Niersbach sieht sich als Knecht der Bundesliga. Das wird dort durchaus positiv verstanden. Ist auch so gemeint von ihm. Die gescheite Hand beißt nicht jene, die sie füttert. Was aber, wenn Platini gewinnt und Niersbach ein Ruf wie Donnerhall erreicht. Wenn es dann um nichts weniger als um die Rettung des europäischen Fußballs geht? Vor wem muss der europäische Fußball eigentlich gerettet werden? Vor den Fans? Oder der (freien) Wirtschaft? Vor Leuten wie Blatter, seinem Ziehsohn Platini und dem einstigen Blatter-Unterstützer Niersbach? Die Fußballfunktionäre dieser Welt sind erst von Blatter gewichen, als ihnen blitzartig die (freie) Wirtschaftsmacht USA auf die eifrigen Funktionärsfinger trat. Ist das die pietätvolle Verantwortung von VISA und Coca Cola, auf die wir so sehnsüchtig gewartet haben? Möglicherweise ist die Demokratie im Fußball an einem Endpunkt angelangt.

Die Bundesliga. Angeblich soll sie nächste Woche starten. Ödes Bayern. Verzogenes Guardiolablabla. Echte Spannung. Wahre Leidenschaft? Findet man vielleicht in Liga 3. Acht Zonenklubs rennen sich in diesen Luftschichten die Waden dick. Mickriger Fußball, ja. Schlechte Spieler, ja. Aber heißblütige Fans! In Würzburg boxten Dresdner einigen Polizisten die Lippen dick. In Bremen zeigten Cottbusser, was sie vom Islam halten. Unlängst forderte ich euch auf, eure Hirne einzuschalten. Das war natürlich nicht so gemeint. Einige haben es ernst genommen - und falsch verstanden. Bin ich nun ein journalistischer Brandstifter, war ich da zu nazimäßig?

Fußball ist ein Sport für passive Naturen. Fans sind auch festlich gekleidete Menschen. Ehrlich, laut, talentiert, arbeitsam. Im strengen Ton geht es unter ihnen fast demokratisch zu. Natürlich reden sie nicht über abstrakte Themen und interessieren sich nicht für Dinge, die sie nicht verstehen. Ich will nicht behaupten, dass dieser Mangel an Neugier und geistigen Angelegenheiten ein Makel ist. Wahrscheinlich kommt man dickfellig einfach besser durchs Leben.

Schlaflose Nächte

Yin und Yang. Ost und Westfußball. Auf einem Baum wuchsen zwei Äpfel. Während der eine in der Sonne rote Bäckchen bekam, wurde der zweite von einem Wurm gefressen. Geld her für die Zonenklubs? Sie trotzen bösen Mächten, fieser Widersacher Plage! Wie kann die Qualität des Zonenfußballs verbessert und der Fußballosten gerettet werden?

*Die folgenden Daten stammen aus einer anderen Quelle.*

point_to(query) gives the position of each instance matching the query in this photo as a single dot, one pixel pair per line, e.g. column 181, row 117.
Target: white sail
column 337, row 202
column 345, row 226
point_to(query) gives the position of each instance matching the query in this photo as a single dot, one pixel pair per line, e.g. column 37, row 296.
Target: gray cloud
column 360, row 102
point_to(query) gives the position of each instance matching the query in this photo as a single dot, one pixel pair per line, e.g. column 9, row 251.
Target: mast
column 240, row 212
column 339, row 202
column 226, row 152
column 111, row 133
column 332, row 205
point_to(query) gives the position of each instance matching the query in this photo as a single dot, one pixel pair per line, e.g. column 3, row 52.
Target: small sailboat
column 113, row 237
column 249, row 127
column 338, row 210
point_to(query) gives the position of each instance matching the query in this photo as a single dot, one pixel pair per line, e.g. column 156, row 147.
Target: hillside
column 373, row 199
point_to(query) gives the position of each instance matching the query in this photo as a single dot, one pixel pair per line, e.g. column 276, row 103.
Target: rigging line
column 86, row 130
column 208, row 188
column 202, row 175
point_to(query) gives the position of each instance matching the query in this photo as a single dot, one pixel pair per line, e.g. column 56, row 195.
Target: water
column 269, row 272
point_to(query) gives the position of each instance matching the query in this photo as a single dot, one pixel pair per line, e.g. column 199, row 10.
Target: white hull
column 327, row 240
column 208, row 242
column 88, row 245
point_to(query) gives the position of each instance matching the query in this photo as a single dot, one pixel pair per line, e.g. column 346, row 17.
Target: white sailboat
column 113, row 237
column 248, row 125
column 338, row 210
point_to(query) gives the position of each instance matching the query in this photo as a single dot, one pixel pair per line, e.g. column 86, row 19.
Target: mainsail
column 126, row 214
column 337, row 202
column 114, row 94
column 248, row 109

Ich habe vier schlaflose Nächte verbracht. Und habe noch immer keine Idee. Was wäre, wenn Bayern, Wolfsburg und Leverkusen ihren Reichtum teilen würden? Das ist eine Unterstellung, die in einer ziemlich weit im Osten liegenden, psychiatrischen Einrichtung entstanden sein muss. Vielleicht in Görlitz. Oder in Frankfurt/Oder. In einer Zelle für die stillen, aber fügsamen und hoffnungslosen Fälle.

Die Sonne lacht über uns Fußballfreunde. Und wir Fußballfreunde lachen über die Sonne. Zum Schluss lacht aber stets die Sonne.